His foot was so painful that he felt quite sick. He sat down, closed his eyes, and dropped his head down between his knees. When he looked up again Duncan was peering down at him anxiously. He had two massive boulders, one under each arm, and he was sweating.
“What’s come ower ye, man?” he asked.
“I … I …” Colin began feebly, but words failed him. There was nobody else on the path at all, and the other two were still up at Lochashiel. Yet it had to be Oliver who’d pounced on him like that. Who else could it have been?
“What’s wrang wi’ ye?” repeated Duncan, looking at him curiously, then at the overturned barrow, and the litter of stones.
“Someone jumped out at me,” Colin said, still rubbing his foot, “and they must have run off into the woods. I – heard them laughing.” He got to his feet again, but he swayed slightly. The weight didn’t seem to have gone away somehow. He must have ricked his back, humping all those stones about.

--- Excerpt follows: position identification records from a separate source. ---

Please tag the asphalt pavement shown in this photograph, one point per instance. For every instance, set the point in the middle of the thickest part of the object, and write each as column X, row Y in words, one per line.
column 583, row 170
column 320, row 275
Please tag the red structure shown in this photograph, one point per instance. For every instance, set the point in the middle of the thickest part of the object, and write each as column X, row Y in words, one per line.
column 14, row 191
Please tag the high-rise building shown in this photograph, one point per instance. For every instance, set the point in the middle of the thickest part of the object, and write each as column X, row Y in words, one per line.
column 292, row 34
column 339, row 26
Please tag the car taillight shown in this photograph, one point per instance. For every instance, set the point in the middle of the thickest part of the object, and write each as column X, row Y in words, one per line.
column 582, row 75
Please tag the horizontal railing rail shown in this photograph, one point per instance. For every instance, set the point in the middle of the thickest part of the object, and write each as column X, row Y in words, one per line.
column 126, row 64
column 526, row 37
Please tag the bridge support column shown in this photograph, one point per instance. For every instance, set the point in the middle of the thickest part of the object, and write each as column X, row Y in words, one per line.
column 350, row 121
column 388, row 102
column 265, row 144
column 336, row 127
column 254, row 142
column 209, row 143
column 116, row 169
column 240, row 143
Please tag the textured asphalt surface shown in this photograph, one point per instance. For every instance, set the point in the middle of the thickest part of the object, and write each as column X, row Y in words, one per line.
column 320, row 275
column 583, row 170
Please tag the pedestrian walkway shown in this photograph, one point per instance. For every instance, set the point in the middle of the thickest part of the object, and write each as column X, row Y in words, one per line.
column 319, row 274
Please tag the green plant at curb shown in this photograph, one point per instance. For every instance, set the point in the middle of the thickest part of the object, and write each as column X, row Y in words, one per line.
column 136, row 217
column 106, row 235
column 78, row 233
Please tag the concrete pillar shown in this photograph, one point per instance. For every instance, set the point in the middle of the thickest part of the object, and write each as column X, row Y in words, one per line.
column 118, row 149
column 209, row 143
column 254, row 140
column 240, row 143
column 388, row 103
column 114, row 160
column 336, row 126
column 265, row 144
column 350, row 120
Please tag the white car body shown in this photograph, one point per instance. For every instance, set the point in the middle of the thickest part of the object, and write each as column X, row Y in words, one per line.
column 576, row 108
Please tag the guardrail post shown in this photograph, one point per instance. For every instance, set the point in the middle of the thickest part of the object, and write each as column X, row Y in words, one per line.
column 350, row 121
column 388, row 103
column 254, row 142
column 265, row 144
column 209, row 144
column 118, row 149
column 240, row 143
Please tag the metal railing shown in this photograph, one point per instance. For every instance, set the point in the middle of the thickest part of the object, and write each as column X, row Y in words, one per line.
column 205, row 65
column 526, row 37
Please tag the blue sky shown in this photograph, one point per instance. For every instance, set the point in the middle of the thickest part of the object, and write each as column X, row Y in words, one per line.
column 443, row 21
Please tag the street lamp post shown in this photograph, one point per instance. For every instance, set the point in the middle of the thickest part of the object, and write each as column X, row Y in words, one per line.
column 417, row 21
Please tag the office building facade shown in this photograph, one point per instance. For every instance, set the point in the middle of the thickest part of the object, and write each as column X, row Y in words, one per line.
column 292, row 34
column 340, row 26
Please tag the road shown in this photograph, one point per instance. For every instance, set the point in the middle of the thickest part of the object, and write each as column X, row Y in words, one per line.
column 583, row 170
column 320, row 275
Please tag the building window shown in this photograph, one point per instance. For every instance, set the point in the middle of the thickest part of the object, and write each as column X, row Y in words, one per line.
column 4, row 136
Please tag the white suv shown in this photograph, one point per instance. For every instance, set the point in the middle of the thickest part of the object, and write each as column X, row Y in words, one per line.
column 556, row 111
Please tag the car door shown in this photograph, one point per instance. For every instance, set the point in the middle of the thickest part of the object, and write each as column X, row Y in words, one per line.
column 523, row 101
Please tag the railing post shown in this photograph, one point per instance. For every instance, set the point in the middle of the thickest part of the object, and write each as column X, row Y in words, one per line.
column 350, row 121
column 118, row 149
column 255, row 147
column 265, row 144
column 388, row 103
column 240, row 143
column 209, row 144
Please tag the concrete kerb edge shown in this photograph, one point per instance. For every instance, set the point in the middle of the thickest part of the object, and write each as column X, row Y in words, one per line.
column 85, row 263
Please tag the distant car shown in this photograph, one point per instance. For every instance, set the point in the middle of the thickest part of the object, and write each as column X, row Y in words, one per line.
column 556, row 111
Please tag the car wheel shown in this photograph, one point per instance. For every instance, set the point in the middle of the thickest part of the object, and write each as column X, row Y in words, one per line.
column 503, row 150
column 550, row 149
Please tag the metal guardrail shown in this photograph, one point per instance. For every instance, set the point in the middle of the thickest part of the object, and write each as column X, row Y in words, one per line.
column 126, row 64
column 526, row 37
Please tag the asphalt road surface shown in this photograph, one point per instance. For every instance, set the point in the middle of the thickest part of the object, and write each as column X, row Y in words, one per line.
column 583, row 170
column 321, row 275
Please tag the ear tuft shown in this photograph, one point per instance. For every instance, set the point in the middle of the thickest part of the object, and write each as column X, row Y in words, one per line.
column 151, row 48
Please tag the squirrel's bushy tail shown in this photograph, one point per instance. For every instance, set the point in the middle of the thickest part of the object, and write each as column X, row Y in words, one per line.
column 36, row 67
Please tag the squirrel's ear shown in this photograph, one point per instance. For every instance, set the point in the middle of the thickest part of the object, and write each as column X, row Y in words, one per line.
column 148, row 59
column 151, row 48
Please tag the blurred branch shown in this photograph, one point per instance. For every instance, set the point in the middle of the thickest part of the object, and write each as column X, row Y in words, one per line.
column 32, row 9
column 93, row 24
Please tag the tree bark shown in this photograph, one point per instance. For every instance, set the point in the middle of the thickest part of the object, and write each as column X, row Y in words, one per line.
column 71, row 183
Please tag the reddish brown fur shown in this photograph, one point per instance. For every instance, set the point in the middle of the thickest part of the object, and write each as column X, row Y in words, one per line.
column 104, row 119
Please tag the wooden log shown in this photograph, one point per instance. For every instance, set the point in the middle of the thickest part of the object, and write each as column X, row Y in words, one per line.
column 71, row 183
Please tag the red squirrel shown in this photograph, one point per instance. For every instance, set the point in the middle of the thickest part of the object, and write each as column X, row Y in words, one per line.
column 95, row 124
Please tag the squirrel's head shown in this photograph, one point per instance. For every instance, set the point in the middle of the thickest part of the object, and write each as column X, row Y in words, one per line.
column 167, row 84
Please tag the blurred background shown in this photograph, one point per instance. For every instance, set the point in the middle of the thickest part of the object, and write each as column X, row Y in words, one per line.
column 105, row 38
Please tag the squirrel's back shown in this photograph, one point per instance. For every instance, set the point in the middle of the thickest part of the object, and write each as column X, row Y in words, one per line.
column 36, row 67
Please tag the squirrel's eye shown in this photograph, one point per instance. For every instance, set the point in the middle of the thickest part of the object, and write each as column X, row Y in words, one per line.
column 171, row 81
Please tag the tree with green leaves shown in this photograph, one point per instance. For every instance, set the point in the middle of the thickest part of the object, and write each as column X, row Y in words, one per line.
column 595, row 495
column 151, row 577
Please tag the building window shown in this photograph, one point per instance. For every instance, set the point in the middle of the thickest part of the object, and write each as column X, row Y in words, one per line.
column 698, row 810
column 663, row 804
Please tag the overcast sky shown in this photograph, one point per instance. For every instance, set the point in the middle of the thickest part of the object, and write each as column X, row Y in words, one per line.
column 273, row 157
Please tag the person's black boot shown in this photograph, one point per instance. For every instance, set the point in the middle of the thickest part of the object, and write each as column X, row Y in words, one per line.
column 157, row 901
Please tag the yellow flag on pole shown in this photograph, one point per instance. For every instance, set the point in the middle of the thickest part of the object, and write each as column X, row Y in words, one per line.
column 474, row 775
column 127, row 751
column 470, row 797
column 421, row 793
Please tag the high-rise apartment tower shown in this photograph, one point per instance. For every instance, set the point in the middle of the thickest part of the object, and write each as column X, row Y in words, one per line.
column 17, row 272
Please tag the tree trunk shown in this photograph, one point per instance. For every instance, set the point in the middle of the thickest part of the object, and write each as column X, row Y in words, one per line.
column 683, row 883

“Sit you doon, man,” ordered Duncan. “Ye look like ye’ve seen a wee ghaist. I’ll put the stanes back; you bide where y’are a wee while.”
Colin watched him reload the barrow. He puffed and sweated as if each stone weighed a ton. It was as if they’d doubled in size on their way down from Lochashiel, and he kept dropping them. It was the slimy ones from the bottom, presumably, that would keep slipping through his fingers.
He’d only just finished when Prill and Oliver came out of the trees. The skinny young boy was carefully cleaning the blades of his penknife but Prill was looking into the woods. She kept turning her head from side to side, and sniffing.